Je comprends tout ce que l'analyse peut apporter à l'auditeur qui apprend ainsi à ne pas écouter seulement la mélodie dominante ,à comprendre l'enchainement des séquences , la structure et la composition, même s'il ne sait pas lire les notes ,ce qui est mon cas.
Je suppose qu'un interprète et un compositeur en tireront aussi un bénéfice .
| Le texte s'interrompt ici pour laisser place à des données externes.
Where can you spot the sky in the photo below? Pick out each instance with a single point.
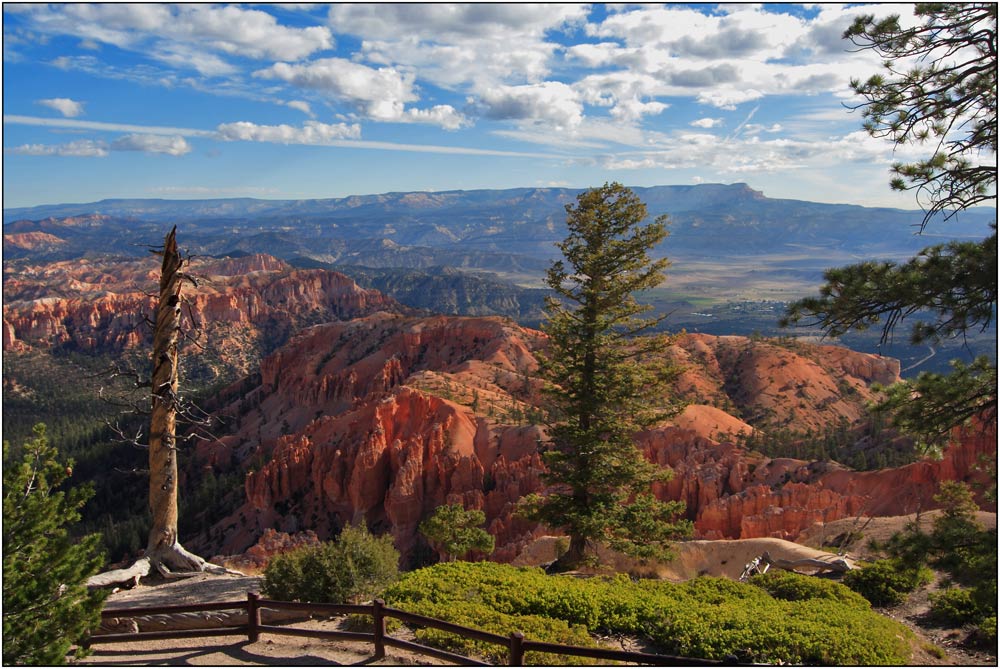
(296, 101)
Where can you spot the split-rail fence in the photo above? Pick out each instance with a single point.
(517, 645)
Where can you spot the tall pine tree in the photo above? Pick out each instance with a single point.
(605, 383)
(939, 88)
(46, 606)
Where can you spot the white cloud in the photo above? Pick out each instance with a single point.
(171, 145)
(248, 128)
(182, 56)
(301, 105)
(634, 109)
(707, 122)
(445, 116)
(89, 148)
(479, 45)
(64, 106)
(729, 98)
(381, 93)
(312, 132)
(552, 102)
(227, 29)
(751, 154)
(83, 148)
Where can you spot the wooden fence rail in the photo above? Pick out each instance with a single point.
(515, 643)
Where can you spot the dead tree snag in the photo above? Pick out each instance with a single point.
(163, 550)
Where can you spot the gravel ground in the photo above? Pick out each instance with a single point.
(270, 649)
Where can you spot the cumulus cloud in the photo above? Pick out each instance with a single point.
(312, 132)
(227, 29)
(301, 105)
(707, 122)
(171, 145)
(728, 99)
(182, 56)
(381, 93)
(551, 102)
(751, 154)
(457, 45)
(64, 106)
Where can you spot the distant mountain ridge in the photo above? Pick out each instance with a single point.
(518, 220)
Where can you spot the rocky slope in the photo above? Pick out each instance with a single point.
(381, 419)
(244, 307)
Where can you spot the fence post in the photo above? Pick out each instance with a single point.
(379, 624)
(516, 649)
(253, 617)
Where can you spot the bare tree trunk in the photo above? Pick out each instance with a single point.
(163, 420)
(163, 550)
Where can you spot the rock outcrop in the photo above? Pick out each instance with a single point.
(384, 418)
(244, 307)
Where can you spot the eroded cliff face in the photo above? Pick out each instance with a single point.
(243, 307)
(384, 418)
(374, 415)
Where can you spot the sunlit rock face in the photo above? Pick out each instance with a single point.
(382, 419)
(237, 308)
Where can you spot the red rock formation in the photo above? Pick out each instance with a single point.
(99, 306)
(384, 418)
(731, 494)
(31, 241)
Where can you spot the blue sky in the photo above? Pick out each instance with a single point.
(311, 100)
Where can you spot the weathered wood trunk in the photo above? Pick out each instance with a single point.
(163, 419)
(163, 550)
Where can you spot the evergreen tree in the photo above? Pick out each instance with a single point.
(454, 531)
(940, 86)
(46, 606)
(605, 383)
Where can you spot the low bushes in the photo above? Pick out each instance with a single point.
(781, 617)
(887, 582)
(354, 568)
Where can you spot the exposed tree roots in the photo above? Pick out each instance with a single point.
(173, 561)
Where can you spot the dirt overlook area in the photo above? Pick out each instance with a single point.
(934, 646)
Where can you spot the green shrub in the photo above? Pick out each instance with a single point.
(986, 632)
(810, 621)
(793, 587)
(955, 605)
(46, 605)
(356, 567)
(887, 582)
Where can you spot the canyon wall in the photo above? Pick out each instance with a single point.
(384, 418)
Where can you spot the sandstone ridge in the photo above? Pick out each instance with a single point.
(383, 418)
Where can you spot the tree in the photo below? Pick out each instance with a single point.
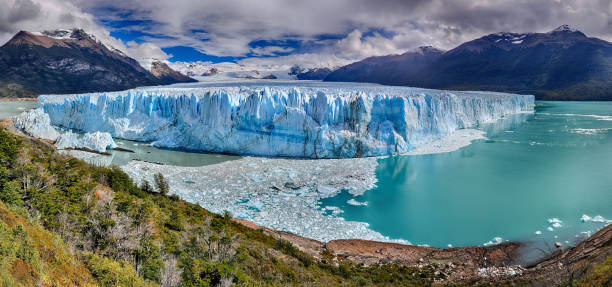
(12, 193)
(146, 186)
(161, 183)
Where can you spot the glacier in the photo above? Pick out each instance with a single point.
(96, 141)
(35, 123)
(306, 120)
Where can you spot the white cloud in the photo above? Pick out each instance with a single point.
(40, 15)
(270, 50)
(225, 28)
(146, 53)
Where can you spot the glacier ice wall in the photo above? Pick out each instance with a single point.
(35, 123)
(97, 141)
(295, 120)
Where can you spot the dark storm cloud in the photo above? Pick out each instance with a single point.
(15, 12)
(226, 28)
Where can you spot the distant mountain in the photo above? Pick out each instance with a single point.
(563, 64)
(390, 70)
(167, 75)
(66, 61)
(309, 74)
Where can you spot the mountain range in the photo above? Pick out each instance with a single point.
(563, 64)
(72, 61)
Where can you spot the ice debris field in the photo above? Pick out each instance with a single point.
(314, 120)
(338, 125)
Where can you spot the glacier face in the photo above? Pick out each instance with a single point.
(97, 141)
(310, 120)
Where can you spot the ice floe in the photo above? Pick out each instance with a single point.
(352, 201)
(590, 131)
(495, 241)
(282, 194)
(597, 218)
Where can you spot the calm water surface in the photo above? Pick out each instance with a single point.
(556, 163)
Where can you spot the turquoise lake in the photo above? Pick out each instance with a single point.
(532, 170)
(555, 163)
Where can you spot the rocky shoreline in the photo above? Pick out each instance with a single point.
(470, 265)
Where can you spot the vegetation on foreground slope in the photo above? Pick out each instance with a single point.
(66, 223)
(93, 222)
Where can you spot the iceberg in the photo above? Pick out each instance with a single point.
(35, 123)
(97, 141)
(306, 120)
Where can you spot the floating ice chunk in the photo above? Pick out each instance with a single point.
(352, 201)
(555, 222)
(590, 131)
(35, 123)
(597, 218)
(495, 241)
(256, 204)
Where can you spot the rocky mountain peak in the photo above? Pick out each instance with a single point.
(564, 28)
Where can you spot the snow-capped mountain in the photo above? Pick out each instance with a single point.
(67, 61)
(387, 69)
(563, 64)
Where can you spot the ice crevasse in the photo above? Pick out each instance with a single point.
(326, 121)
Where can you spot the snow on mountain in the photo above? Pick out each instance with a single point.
(208, 71)
(311, 120)
(564, 28)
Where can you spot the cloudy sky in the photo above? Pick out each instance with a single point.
(286, 32)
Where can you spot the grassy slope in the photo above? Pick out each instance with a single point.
(109, 221)
(82, 225)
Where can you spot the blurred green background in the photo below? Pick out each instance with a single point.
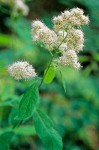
(76, 111)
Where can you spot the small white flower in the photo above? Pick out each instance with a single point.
(43, 34)
(75, 40)
(21, 70)
(57, 23)
(20, 6)
(69, 58)
(17, 6)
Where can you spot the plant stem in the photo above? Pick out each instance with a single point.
(51, 62)
(46, 71)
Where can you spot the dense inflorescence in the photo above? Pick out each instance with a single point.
(66, 37)
(21, 70)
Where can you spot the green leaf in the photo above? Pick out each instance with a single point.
(29, 102)
(26, 130)
(5, 140)
(46, 132)
(49, 75)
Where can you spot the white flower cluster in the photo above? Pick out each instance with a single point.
(69, 58)
(43, 34)
(66, 37)
(18, 7)
(21, 70)
(68, 19)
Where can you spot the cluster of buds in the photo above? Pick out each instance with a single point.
(17, 6)
(66, 36)
(66, 39)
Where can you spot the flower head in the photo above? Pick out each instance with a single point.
(43, 34)
(21, 70)
(69, 58)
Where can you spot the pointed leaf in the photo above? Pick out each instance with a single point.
(5, 140)
(29, 102)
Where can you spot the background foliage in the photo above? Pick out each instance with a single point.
(74, 111)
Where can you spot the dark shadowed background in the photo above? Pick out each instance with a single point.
(76, 111)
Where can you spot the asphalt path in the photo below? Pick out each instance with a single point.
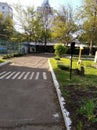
(28, 98)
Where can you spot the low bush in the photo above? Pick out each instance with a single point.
(63, 67)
Ce que l'analyse n'apporte guère ,surtout avec Mozart qui ne raturait presque jamais (hormis lors de la composition des quatuors dédiés à Haydn , je crois ) c'est l'invention dans son esprit de ces mélodies et trouvailles qui s'impriment dans l'esprit de l'auditeur ,font sa joie et son contentement . Beethoven ,semble-il , raturait ,recommençait ,explorait jusqu'à être satisfait de son travail et cela nous donne au moins une idée du cheminement de son imagination et donc de la création .En ce qui concerne Mozart ,il me semble que ses contemporains et amis ,Albrechsberger ,von Dittersdof ,ceux de l'école de Manheim,et même Haydn ,s'ils avaient voulu suivre à la lettre tout ce qui est exposé dans l'analyse de cette oeuvre de Mozart ,n'auraient jamais pu aboutir un résultat aussi merveilleux . Tel est le mystère de la création que jamais l'analyse ne pourra jamais élucider. Sans doute est-ce souhaitable car cela signifierait que la création se limite à l'exploitation de formules.